All the elders, and a lot of younger kids, hung around helping me put on the new clothes as if I was a king or a baby, and some of the elders wanted to give me advice—"last advice," they called it, since you gain shifgrethor when you go into kemmer, and once you have shifgrethor advice is insulting. "Now you just keep away from that old Ebbeche," one of them told me shrilly. My mother took offense, snapping, "Keep your shadow to yourself, Tadsh!" And to me, "Don't listen to the old fish. Flapmouth Tadsh! But now listen, Sov."
I listened. Guyr had drawn me a little away from the others, and spoke gravely, with some embarrassment. "Remember, it will matter who you're with first."
I nodded. "I understand," I said.
"No, you don't," my mother snapped, forgetting to be embarrassed. "Just keep it in mind!"
"What, ah," I said. My mother waited. "If I, if I go into, as a, as female," I said. "Don't I, shouldn't I—?"
"Ah," Guyr said. "Don't worry. It'll be a year or more before you can conceive. Or get. Don't worry, this time. The other people will see to it, just in case. They all know it's your first kemmer. But do keep it in mind, who you're with first! Around, oh, around Karrid, and Ebbeche, and some of them."
"Come on!" Dory shouted, and we all got into a procession again to go downstairs and across the centerhall, where everybody cheered "Haya Sov! Haya Sov!" and the cooks beat on their saucepans. I wanted to die. But they all seemed so cheerful, so happy about me, wishing me well; I wanted also to live.
We went out the west door and across the sunny gardens and came to the kemmerhouse. Tage Ereb shares a kemmerhouse with two other Ereb Hearths; it's a beautiful building, all carved with deep-figure friezes in the Old Dynasty style, terribly worn by the weather of a couple of thousand years. On the red stone steps my family all kissed me, murmuring, "Praise then Darkness," or "In the act of creation praise," and my mother gave me a hard push on my shoulders, what they call the sledge-push, for good luck, as I turned away from them and went in the door.
The doorkeeper was waiting for me; a queer-looking, rather stooped person, with coarse, pale skin.
Now I realized who this "Ebbeche" they'd been talking about was. I'd never met him, but I'd heard about him. He was the Doorkeeper of our kemmerhouse, a halfdead—that is, a person in permanent kemmer, like the Aliens.

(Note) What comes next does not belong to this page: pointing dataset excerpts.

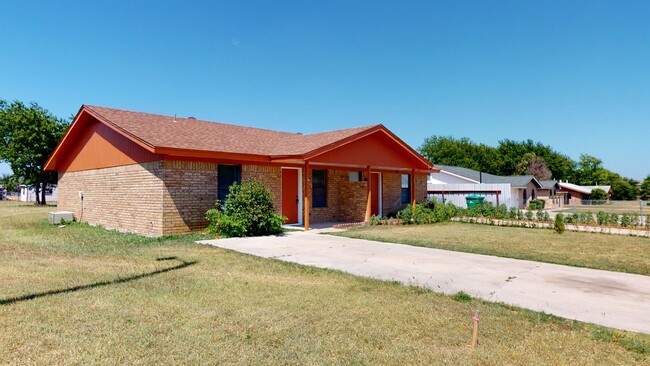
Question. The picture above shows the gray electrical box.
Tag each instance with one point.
(56, 217)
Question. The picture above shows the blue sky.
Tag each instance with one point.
(571, 74)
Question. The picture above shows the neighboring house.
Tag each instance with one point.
(575, 194)
(513, 191)
(550, 194)
(158, 175)
(28, 194)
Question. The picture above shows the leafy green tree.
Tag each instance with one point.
(10, 182)
(644, 191)
(591, 172)
(623, 190)
(28, 135)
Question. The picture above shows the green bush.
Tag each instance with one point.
(559, 225)
(536, 205)
(628, 220)
(248, 211)
(529, 215)
(428, 213)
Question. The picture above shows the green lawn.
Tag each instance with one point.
(83, 295)
(617, 207)
(601, 251)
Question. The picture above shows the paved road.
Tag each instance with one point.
(617, 300)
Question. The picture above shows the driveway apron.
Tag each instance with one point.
(612, 299)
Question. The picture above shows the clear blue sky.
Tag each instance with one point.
(572, 74)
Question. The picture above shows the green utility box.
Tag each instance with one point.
(473, 200)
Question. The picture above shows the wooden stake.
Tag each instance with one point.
(475, 332)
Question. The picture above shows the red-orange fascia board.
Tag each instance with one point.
(378, 128)
(217, 155)
(78, 123)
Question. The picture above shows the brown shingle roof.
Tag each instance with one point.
(160, 131)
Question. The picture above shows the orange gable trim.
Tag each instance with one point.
(383, 147)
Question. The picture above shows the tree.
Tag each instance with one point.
(533, 165)
(28, 135)
(10, 182)
(591, 172)
(644, 191)
(624, 191)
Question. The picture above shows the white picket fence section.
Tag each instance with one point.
(456, 193)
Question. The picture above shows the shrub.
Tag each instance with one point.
(628, 220)
(536, 205)
(559, 225)
(529, 215)
(423, 214)
(375, 220)
(513, 213)
(247, 211)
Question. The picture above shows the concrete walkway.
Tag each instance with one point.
(612, 299)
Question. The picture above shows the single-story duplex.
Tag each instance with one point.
(158, 175)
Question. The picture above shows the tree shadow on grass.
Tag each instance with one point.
(183, 264)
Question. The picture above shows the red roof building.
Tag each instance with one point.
(157, 175)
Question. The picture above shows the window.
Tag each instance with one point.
(355, 176)
(406, 188)
(319, 188)
(226, 176)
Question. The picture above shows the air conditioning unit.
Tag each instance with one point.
(58, 216)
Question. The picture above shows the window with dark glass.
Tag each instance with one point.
(226, 176)
(406, 188)
(319, 188)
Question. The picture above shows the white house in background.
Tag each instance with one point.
(27, 193)
(575, 194)
(453, 184)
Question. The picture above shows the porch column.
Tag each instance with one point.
(413, 188)
(369, 194)
(307, 190)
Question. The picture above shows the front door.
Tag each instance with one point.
(290, 195)
(374, 195)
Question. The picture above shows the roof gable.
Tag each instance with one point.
(189, 137)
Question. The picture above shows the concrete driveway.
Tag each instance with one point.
(617, 300)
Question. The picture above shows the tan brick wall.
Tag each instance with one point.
(171, 197)
(127, 198)
(353, 199)
(189, 190)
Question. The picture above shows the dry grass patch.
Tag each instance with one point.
(230, 308)
(609, 252)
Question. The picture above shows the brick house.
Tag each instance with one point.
(158, 175)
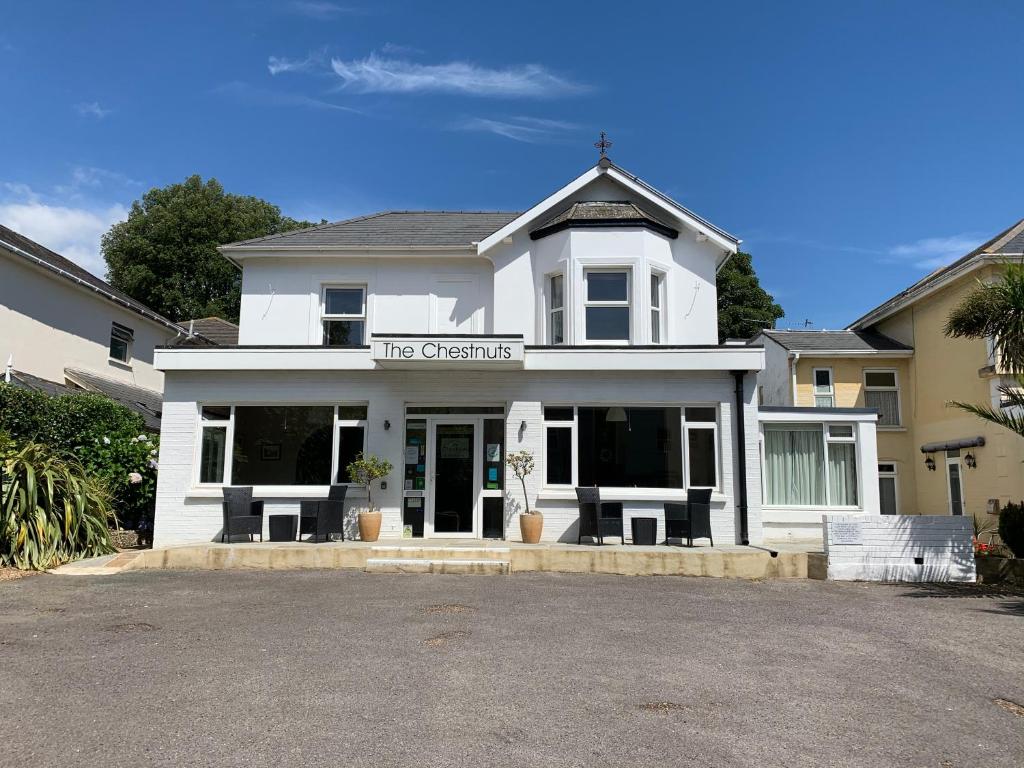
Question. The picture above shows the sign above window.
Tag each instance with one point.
(449, 351)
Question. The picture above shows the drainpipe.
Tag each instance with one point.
(744, 538)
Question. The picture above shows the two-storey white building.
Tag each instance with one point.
(583, 330)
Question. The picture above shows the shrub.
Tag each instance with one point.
(51, 510)
(1012, 527)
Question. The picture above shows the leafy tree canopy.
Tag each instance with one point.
(165, 255)
(743, 306)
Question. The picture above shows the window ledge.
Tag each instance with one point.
(627, 495)
(274, 492)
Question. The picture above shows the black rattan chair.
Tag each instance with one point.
(326, 516)
(690, 520)
(242, 514)
(597, 518)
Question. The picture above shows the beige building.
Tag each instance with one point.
(933, 458)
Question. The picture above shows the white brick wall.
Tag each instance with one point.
(890, 545)
(184, 514)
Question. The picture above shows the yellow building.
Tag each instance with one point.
(933, 458)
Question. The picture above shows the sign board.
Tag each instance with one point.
(443, 351)
(847, 531)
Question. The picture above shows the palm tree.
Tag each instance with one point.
(995, 310)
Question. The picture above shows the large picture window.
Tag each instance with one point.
(606, 305)
(810, 465)
(344, 315)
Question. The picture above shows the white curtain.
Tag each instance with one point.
(795, 467)
(886, 402)
(843, 474)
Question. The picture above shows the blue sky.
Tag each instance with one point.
(853, 146)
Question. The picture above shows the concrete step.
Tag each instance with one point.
(428, 552)
(427, 565)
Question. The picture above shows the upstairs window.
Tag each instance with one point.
(656, 302)
(824, 394)
(121, 340)
(344, 315)
(556, 311)
(882, 393)
(606, 305)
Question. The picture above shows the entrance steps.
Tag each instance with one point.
(434, 559)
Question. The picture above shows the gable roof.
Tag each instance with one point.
(1008, 244)
(20, 247)
(836, 341)
(599, 214)
(400, 229)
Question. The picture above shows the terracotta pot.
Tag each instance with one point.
(370, 525)
(530, 527)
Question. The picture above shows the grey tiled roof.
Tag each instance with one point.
(20, 247)
(395, 228)
(836, 341)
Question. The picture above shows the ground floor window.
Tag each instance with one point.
(631, 446)
(279, 444)
(810, 465)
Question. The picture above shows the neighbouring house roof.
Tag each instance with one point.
(20, 247)
(146, 402)
(429, 229)
(1008, 244)
(600, 214)
(209, 331)
(836, 341)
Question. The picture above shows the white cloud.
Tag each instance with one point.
(376, 74)
(529, 130)
(92, 110)
(931, 253)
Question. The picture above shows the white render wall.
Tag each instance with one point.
(890, 544)
(48, 324)
(187, 514)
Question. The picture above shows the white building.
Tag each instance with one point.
(583, 330)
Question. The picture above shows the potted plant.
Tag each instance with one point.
(530, 521)
(365, 471)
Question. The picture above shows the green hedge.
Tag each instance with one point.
(105, 437)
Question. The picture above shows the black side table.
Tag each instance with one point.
(284, 527)
(644, 530)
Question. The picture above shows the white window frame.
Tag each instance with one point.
(829, 392)
(895, 387)
(325, 317)
(628, 303)
(890, 474)
(559, 309)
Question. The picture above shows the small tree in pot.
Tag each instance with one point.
(530, 521)
(365, 471)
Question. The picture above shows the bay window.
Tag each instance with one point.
(606, 305)
(882, 393)
(343, 315)
(810, 465)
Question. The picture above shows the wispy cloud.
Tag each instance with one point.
(92, 110)
(377, 74)
(931, 253)
(529, 130)
(253, 95)
(320, 9)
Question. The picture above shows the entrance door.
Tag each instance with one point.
(954, 485)
(453, 508)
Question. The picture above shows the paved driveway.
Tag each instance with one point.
(294, 669)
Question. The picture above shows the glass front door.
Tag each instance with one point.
(454, 487)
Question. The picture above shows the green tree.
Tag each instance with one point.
(995, 310)
(743, 306)
(165, 255)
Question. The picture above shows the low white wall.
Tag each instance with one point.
(899, 548)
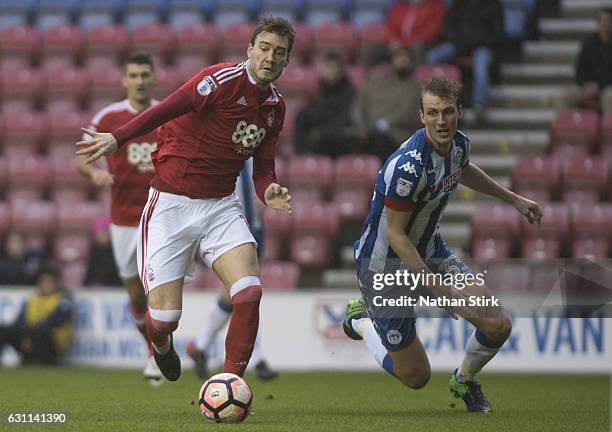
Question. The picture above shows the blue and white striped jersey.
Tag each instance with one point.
(417, 178)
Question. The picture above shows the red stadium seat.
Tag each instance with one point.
(426, 72)
(67, 89)
(80, 216)
(106, 42)
(234, 37)
(591, 230)
(495, 228)
(21, 91)
(546, 240)
(62, 46)
(200, 41)
(312, 173)
(68, 247)
(574, 133)
(19, 47)
(298, 82)
(585, 179)
(536, 177)
(337, 36)
(157, 39)
(33, 216)
(280, 275)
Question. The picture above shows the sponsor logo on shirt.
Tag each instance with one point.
(206, 86)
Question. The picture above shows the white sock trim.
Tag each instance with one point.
(243, 283)
(165, 315)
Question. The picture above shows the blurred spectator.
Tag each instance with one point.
(473, 29)
(386, 109)
(20, 262)
(101, 268)
(41, 333)
(416, 23)
(594, 65)
(324, 126)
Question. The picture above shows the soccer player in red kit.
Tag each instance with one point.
(222, 116)
(129, 172)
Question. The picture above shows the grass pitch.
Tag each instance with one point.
(119, 400)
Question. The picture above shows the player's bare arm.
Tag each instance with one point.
(475, 178)
(100, 144)
(277, 197)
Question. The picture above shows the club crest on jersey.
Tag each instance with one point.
(403, 187)
(206, 86)
(409, 168)
(270, 118)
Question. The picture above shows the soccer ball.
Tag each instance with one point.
(225, 398)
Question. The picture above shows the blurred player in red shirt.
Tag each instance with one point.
(128, 175)
(222, 116)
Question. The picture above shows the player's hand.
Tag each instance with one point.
(102, 178)
(277, 197)
(528, 208)
(100, 144)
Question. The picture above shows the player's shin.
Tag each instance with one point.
(160, 324)
(244, 323)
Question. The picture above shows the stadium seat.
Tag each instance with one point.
(185, 13)
(299, 82)
(548, 239)
(19, 47)
(310, 173)
(106, 88)
(21, 91)
(336, 36)
(280, 275)
(591, 230)
(140, 13)
(234, 45)
(79, 217)
(426, 72)
(55, 13)
(585, 179)
(157, 39)
(536, 177)
(69, 247)
(67, 90)
(314, 235)
(320, 12)
(34, 216)
(62, 47)
(494, 228)
(200, 44)
(574, 133)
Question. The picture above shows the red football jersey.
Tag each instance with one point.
(131, 165)
(201, 153)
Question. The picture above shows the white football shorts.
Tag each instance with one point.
(175, 228)
(124, 240)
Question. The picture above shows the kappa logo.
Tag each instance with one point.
(403, 187)
(409, 168)
(415, 154)
(206, 86)
(394, 337)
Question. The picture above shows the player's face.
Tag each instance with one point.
(267, 57)
(139, 81)
(440, 117)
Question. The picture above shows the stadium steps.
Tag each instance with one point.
(582, 8)
(510, 118)
(527, 96)
(508, 141)
(550, 51)
(566, 28)
(537, 73)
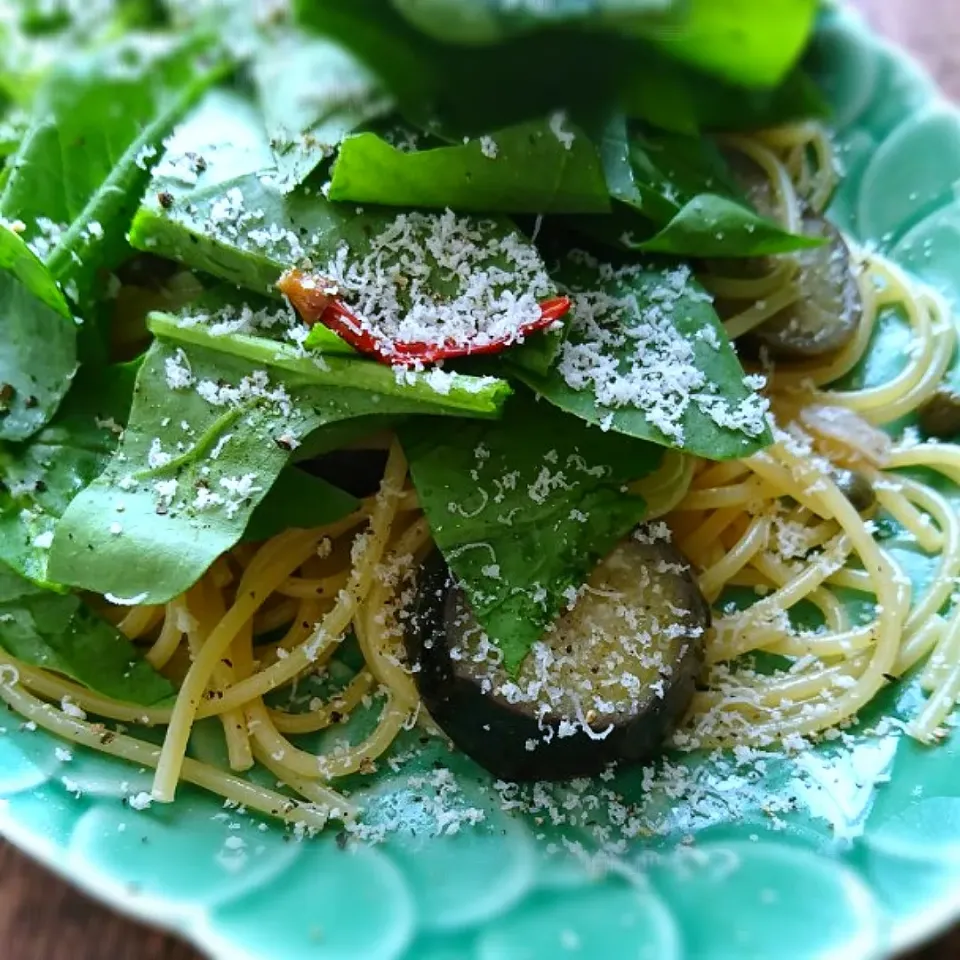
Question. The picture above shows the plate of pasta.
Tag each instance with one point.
(481, 479)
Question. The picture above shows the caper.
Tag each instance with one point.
(940, 415)
(856, 488)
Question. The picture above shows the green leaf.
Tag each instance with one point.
(679, 198)
(13, 128)
(677, 98)
(39, 477)
(39, 338)
(98, 121)
(298, 499)
(61, 633)
(490, 21)
(754, 43)
(460, 91)
(646, 355)
(436, 390)
(535, 167)
(523, 509)
(713, 226)
(215, 420)
(312, 92)
(231, 220)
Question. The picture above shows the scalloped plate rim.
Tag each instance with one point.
(195, 923)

There are always a few people born that way here. Some of them can be cured; those who can't or choose not to be usually live in a Fastness and learn the disciplines, or they become Doorkeepers. It's convenient for them, and for normal people too. After all, who else would want tolive in a kemmerhouse? But there are drawbacks. If you come to the kemmerhouse in thorharmen, ready to gender, and the first person you meet is fully male, his pheromones are likely to gender you female right then, whether that's what you had in mind this month or not. Responsible Doorkeepers, of course, keep well away from anybody who doesn't invite them to come close. But permanent kemmer may not lead to responsibility of character; nor does being calledhalfdead andpervert all your life, I imagine. Obviously my family didn't trust Ebbeche to keep his hands and his pheromones off me. But they were unjust. He honored a first kemmer as much as anyone else. He greeted me by name and showed me where to take off my new boots. Then he began to speak the ancient ritual welcome, backing down the hall before me; the first time I ever heard the words I would hear so many times again for so many years.